Most reviewers employ criteria for selecting studies for the synthesis from among the studies produced by the literature search. These criteria and the rationale for their use need to be clearly specified. One common reason to include or exclude studies is their relevance to the research question. For example, for a research question that concerns student achievement in reading, studies that measure only mathematics achievement would be excluded. Another reason to exclude a study is the type of method used to conduct the study. Depending on the research question, some methods would not provide trustworthy results for inclusion. For example, a reviewer might decide to include studies on the effectiveness of tutoring only if they used a comparison group of students who did not receive tutoring. Another criterion concerns whether studies have been published in journals or books. Although published studies are more likely to have undergone peer review, journals tend not to publish studies that report negative or no effects of an intervention. Consequently, a reviewer who examines only published studies risks making erroneous conclusions about intervention effectiveness.
Inclusion and exclusion criteria should be established prior to the literature search and should be applied consistently to all the studies that the search produces. Otherwise, there could be reviewer bias in selecting studies that have particular results. In addition, the reviewer should describe the number and characteristics of excluded studies.
Step 4: How were the results of past research studies analyzed and summarized?
There are different methods for conducting research syntheses.
Narrative review is a qualitative method that involves summarizing the results of studies through narrative description. Sometimes narrative reviews report the number of positive and negative findings among the studies.
Meta-analysis is a quantitative method that involves summarizing the results based on their means and standard deviations. The result of a meta-analysis is an effect size, which indicates the overall impact of the intervention being studied.
Meta-analyses use standardized procedures, and syntheses results can be replicated. Narrative reviews are less systematic than meta-analyses, and they depend more on reviewer judgment, which makes the syntheses results difficult to replicate. Meta-analyses, however, tend to combine studies together into categories (e.g., all tutoring studies of elementary students) so that differences in study details (e.g., the nature of the tutoring) are obscured.
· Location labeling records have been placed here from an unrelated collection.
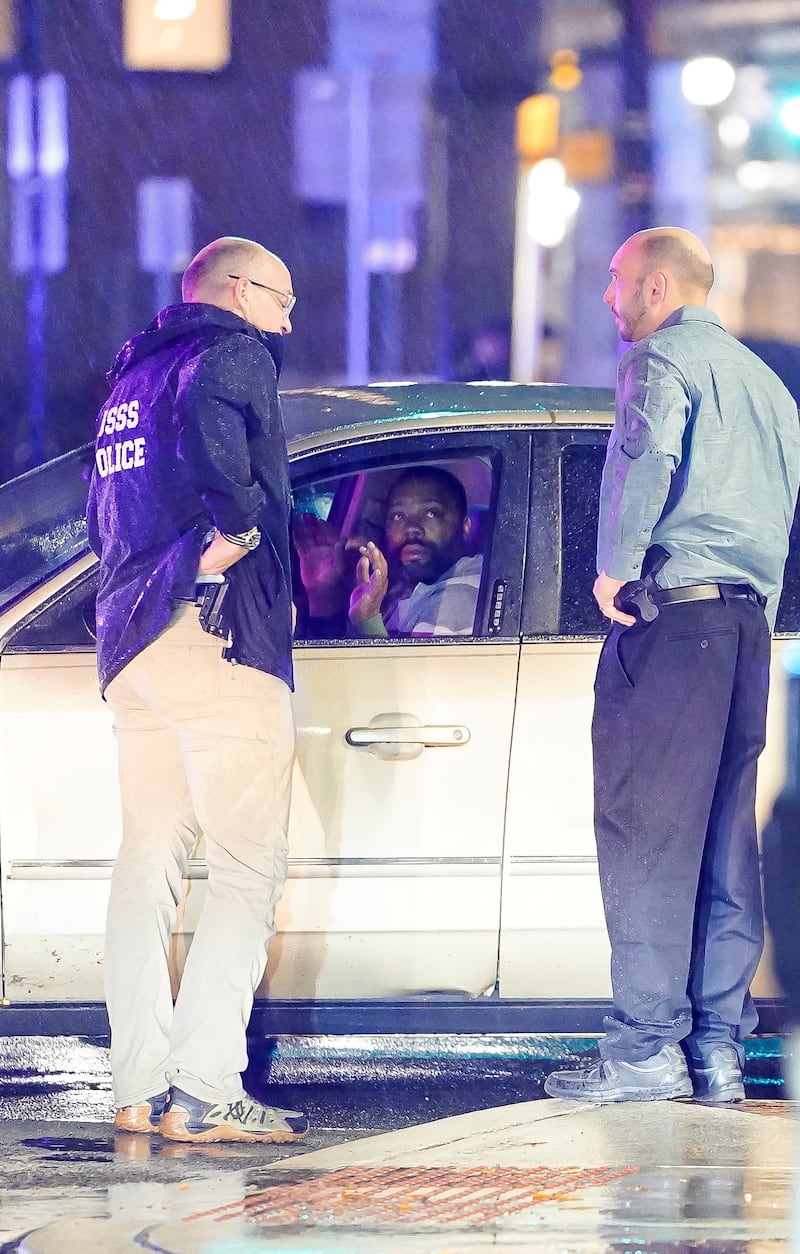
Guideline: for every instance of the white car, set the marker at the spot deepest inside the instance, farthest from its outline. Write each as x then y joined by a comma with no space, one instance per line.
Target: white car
443,868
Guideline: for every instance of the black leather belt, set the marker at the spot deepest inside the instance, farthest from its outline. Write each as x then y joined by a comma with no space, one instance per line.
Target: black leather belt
707,592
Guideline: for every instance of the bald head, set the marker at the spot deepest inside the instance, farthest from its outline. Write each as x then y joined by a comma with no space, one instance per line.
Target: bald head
655,273
243,277
681,255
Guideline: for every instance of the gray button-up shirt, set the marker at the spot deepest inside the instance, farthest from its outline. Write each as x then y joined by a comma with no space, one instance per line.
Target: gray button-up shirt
704,458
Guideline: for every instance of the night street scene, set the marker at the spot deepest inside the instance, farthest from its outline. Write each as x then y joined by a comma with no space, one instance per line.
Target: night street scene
399,464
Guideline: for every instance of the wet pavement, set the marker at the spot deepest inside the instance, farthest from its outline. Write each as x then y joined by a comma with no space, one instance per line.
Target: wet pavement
384,1173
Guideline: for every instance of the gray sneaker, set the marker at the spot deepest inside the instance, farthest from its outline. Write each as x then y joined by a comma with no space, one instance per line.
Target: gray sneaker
719,1077
189,1119
658,1079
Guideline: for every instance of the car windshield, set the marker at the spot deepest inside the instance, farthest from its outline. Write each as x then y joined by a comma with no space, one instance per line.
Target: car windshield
42,522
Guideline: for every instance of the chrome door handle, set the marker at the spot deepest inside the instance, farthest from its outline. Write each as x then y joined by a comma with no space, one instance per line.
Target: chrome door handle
403,735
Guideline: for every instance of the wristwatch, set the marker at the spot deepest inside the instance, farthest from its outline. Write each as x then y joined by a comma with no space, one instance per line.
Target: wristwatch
250,539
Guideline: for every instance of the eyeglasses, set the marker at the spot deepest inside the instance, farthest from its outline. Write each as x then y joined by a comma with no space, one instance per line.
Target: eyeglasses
287,299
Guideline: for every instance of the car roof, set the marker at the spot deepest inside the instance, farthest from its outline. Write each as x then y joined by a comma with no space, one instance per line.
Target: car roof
345,415
42,512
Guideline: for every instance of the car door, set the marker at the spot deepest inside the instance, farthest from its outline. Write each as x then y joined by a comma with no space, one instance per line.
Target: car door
553,938
403,750
396,830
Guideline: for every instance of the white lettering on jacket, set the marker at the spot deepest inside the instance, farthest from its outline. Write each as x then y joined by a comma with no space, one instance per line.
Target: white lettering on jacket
124,455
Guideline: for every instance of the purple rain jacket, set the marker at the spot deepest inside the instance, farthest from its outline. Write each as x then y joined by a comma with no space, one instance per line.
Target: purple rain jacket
192,438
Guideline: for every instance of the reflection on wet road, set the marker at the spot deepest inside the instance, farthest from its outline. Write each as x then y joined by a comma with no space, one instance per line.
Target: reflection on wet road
419,1146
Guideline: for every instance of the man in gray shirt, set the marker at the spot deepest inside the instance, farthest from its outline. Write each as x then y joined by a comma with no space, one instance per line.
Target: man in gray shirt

Additionally, meta-analysis is useful only with quantitative research studies.
5. Do the conclusions have validity?
The validity of conclusions from a research synthesis depends on:
- A comprehensive and systematic literature search
- The consistent application of inclusion criteria that are backed by a rationale for their use
- A method of data analysis that is systematic and appropriate to the research question and the type of studies being synthesized
- Reviewer interpretation of the results
Cooper, H. (1998). Synthesizing research: A guide for literature reviews (3rd ed.). Thousand Oaks, CA: Sage Publications.
Creswell, J.W. (2002). Research design: Qualitative, quantitative and mixed method approaches. Thousand Oaks, CA: Sage Publications.
Shadish, W.R., Cook, T.D., and Campbell, D.T. (2002). Experimental and quasi-experimental designs for causal inference. Boston: Houghton Mifflin.
Shanahan, T. (2000). "Research synthesis: Making sense of the accumulation of knowledge in reading." In M.L. Kamil, P.B. Mosenthal, P.D. Pearson, and R. Barr (Eds.), Handbook of reading research, volume III (pp. 209-226). Mahwah, NJ: Lawrence Erlbaum and Associates.